With a wealth of experience in the sports industry, Phil is a prominent figure who brings a unique blend of leadership and strategic expertise to his new role.
With a remarkable 27-year tenure at adidas, Phil's impact has been nothing short of transformative. He served as the General Manager in London, overseeing vital operations and fostering growth within the region before becoming Vice President of Sales for the UK and Ireland, a true testament to his exceptional leadership.
Phil's dedication to advancing the sports industry and his unparalleled understanding of its dynamics make him an ideal fit for his role as the Chair of Women’s Sports Alliance’s Advisory Board. His comprehensive background in leadership, strategic planning and sales, combined with his current responsibilities, ensures that under his guidance, WSA will continue to thrive and make significant strides in shaping the future of women’s sport.
We caught up with Phil about his experience and what he can offer WSA.
Q – For someone with your extensive experience, how do you feel commercial awareness has grown around women’s sport in the last decade?
Commercial awareness has accelerated significantly in the last five years. A lot of this has been due to more seminal moments within and across women’s sport. These moments have been showcased with supporting data highlighting the engagement both in viewing figures and the growing commercial return. This has been further accentuated with robust future forecasts showing commercial growth which has led to a better understanding of the long-term commercial opportunity.
Q – What do you think has been the catalyst for this growth?

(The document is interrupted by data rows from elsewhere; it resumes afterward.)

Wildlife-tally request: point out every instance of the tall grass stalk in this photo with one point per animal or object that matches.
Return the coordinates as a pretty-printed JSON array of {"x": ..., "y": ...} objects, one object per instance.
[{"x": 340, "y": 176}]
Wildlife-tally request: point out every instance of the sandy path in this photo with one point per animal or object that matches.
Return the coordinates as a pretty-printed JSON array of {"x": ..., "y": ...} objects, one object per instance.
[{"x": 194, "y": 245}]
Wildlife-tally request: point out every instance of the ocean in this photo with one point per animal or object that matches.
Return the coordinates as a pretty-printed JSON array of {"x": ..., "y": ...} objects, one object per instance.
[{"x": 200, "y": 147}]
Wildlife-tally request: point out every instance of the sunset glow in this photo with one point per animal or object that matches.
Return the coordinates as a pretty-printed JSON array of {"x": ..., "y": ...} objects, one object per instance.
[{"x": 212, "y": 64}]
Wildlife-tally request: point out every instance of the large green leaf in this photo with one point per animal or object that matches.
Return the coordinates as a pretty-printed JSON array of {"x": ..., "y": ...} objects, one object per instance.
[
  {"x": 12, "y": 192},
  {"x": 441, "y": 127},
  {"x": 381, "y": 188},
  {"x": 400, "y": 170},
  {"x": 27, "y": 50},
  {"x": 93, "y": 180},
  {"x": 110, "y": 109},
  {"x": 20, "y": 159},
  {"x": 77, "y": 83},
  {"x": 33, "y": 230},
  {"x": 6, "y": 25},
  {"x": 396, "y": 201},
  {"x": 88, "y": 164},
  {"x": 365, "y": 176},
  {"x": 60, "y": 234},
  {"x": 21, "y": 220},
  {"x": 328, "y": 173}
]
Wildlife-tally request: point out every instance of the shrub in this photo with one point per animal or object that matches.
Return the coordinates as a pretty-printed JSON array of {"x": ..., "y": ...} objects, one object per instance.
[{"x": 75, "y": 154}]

There are a variety of reasons that have coincided to generate the exponential growth in women’s sports that we’ve seen but a fundamental one is the gradual societal change to reject the status quo and create a fairer more equitable society.
Sport is a very visible barometer of this and has benefitted from the shift. While education of the situation has been paramount, this has been supported by shifts in governmental policies and some brands moving their investments into women’s sport to highlight a more visibly balanced brand position.
Q – Have you seen an increase in female participation in sports during your career and if so, what has this looked like?
There has been a clear increase in participation during my career, (however that’s also been mirrored during this period with a continuously high dropout rate). The participation has been seen in an increase in more high-profile women’s sporting events, more athletes being visible role models and, across a number of sports, a more structured, supportive introduction to girls and women to these sports. From a career perspective, that was reflected in the changing nature of internal reporting that saw more women’s participation and sales specific reports created each year.
Q – How has the discussion around female participation in sport evolved outside of the professional sphere?
The discussion has definitely evolved around participation at all levels in all sports and there is more awareness of the barriers to entry and of the barriers to continued participation. However, there is a still long journey ahead to ensure the many requirements, facilities and support networks are put in place and evolved to overcome those barriers.
Q – How has this evolution in the discussion impacted female consumers in terms of sports retail?
There has been a development of more relevant products be that footwear, apparel or equipment for women athletes. This alongside the evolving discussion of what women athletes (at all levels) need and respond to has been reflected in more defined space for women’s sports in retail stores. This evolution has then been supported by better product information, greater staff training on women’s product and more experiential retail activations focused solely on women athletes and the product.
Q – How important are initiatives such as Breaking Barriers Project, and how important is WSA’s involvement in projects like this?
Projects such as Breaking Barriers are a vital part of the developing ecosystem that has toevolve for women’s sport to continue its growth.Beyond high profile, well promoted athletes and events which WSA highlight, communities and grassroots are vital to engage and encourage girls to participate and to remain in sport. WSA’s involvement is key to help, promote, educate and spread the message. Visibility and education are key to engagement and to highlight the opportunity that is there and to provide confidence.
Q – How do you see women’s sport evolving over the next 10 years, and what role will organisations like WSA play in the next decade?
Women’s Sport will continue to grow in its visibility as investment from the broadcasters, sports brands and non-sport brands continues to increase. This will lead to better facilities and more professionals across many sports. There will be an increase in desire for participation. This will only be achieved if investments in the infrastructure and ecosystem at a grassroots level reflects that at the top end of women’s sports. Organisations such as WSA have to continue to promote the role models and events within women’s sport to create inspiration and to also highlight the pathways that exist to help educate and give confidence to all girls and women who want to participate in sport (at whatever level that might be). WSA will do this by working in partnership with athletes, governing bodies, organisations and brands to promote and educate.